Features a user may not have thought to ask for

My family and I have been fascinated by the videos you can find at YouTube.
My Jeep Liberty lease is coming up in 2007 and I have my eye on a Lexus. Lexus came up with a car that parallel parks by itself. I wonder if market research data determined that someone like me is often a terrible parallel parker. I can't imagine saying in a user interview, "I stink at parallel parking." But, if you had time to do some contextual inquiry and you went for a drive with me downtown where we had to park, you again would not see me struggle to parallel park, I would rather pay to park in a ramp than to make the attempt. The point is that interviews and contextual inquiry get a good glimpse of a user's reality, but there is always so much more to discover and design sometimes needs to back away from what we see users doing and be inspired by the problems that have not been solved yet.

Lexus LS460 Parallel Parking

Thursday, November 16, 2006

Process Research via Focus Groups

I don't recommend using focus groups to gather your user research, but I do recommend using them to provide clarification and expansion of the data you have gathered during site visits.
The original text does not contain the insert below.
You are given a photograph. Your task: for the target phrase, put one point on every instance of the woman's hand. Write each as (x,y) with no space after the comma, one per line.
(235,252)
After conducting a site visit study at a handful of sites in your target population, hosting a focus group will help you to validate what you observed and be able to define patterns of behaviour across the wider audience.

If you are designing a product for a process that may have a variety of users and protocols when using the product, you will never be able to see the scope of that variation by doing site visits alone. This is when a focus group of subject matter experts may help you validate, while further defining, and describing the processes that will have the most predictable and successful results with the product.

This kind of focus group will generate the best results when you do some upfront planning and make sure you have a support team with you when facilitating.

  • Invite the right people (leaders, practioners, researchers)

  • Provide the proper incentive (status, cash, opportunity to influence and learn)

  • Provide enough information for them to come prepared. (schedules, agendas, notes)

  • Location, facility and materials (near attendees, comfort and AV/whiteboards)

  • Create a facilitation team (product leader/expert, facilitator, notetakers)

  • Roles and responsibility assignments for the facilitation team

  • Record the session objectives. Ensures capturing data needed to make design decisions

  • Structure the agenda of the session around meeting the objectives

  • Remember that we are human and need frequent breaks to stay engaged

  • Make sure the group understands what you hope to learn during the session

  • Always start the session by introducing everyone and their role

  • Begin with what you currently know about the process and product

  • Ask them to challenge any of these assumption and clarify anything that isn't quite right or may be different in their experience

  • Next ask them to help you fill in the blanks of your knowledge. What don't we know about the process, what are we missing?

  • Lastly, allow them to describe their likes and dislikes of the product.

  • If you already have some early concepts, you might want to share them and ask the team to help you fix or refine these concepts, now that you have a deeper and more accurate understanding of the complexity of the project

  • The most important factor in getting good data from a focus group is having a facilitator the understands and acheives the objectives of the session. The facilitator must also be very good at introducing the agenda segments and facilitating the conversation to keep it moving, keep it on track and to engage all attendeees.

    If the process and product are very complex, I have heard of having multiple notetakers that focus their attention on one or two of attendees. This way none of the conversation is missed. I haven't tried this yet, but I intend to soon.